The most I have ever heard of was alfalfa in New Mexico under heavy pivot on an 8 cutting per year rotation, all fertilizer applied thru the pivot.. 12 ton/acre dry matter. They put up damn good hay, about 3,000 acres worth.

What we got with our 70% alfalfa/30% orchard grass mix in southern IA on 4 cuttings: consistently cut 9 ton/acre when chopped as hayleage. Lose a ton or more per acre when baled. Lose another ton or so if pure alfalfa. This is heavy clay loam soils on hill ground with lots of manure applied from the dairy.

Cutting system made more of a difference than anything. The more we had to bale vs. chopping, the less tonnage we harvested. We could lose a cutting if we ended up bogged down with baling too much.


----------



## Gearclash (Nov 25, 2010)

Best thing we ever did for our alfalfa yeilds was quit applying liquid dairy manure right after a cutting was removed. At the time we had no choice because our manure storage was very limited.


----------



## IAhaymakr (Jun 4, 2008)

Gearclash said:


> Best thing we ever did for our alfalfa yeilds was quit applying liquid dairy manure right after a cutting was removed. At the time we had no choice because our manure storage was very limited.
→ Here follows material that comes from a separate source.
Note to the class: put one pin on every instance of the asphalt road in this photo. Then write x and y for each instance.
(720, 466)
Really? Why is that? Yield drag from tanker tracks? That can sure be a problem. We like to get the dragline outfit to apply it to get away from those heavy tanks. Is there something else I am not aware of? I have always been in favor of applying 8-10 thousand gallons after removing a cutting and noticed positive yield response every time.


----------



## Teslan (Aug 20, 2011)

So I'm sort of confused by this talk of applying fertilizer on alfalfa? Especially the applying liquid dairy manure right after cutting? Is that each cutting every year? Are you talking fertilizing every year with something? Or just keeping an eye on PH. The only thing that farmers do for alfalfa in this area is maybe add a little sulfur every few years. We get 4 cuttings a year if going for highest RFV for dairy or 3 cuttings for more tons per cut and a longer stand life. Average 6-7 tons an acre.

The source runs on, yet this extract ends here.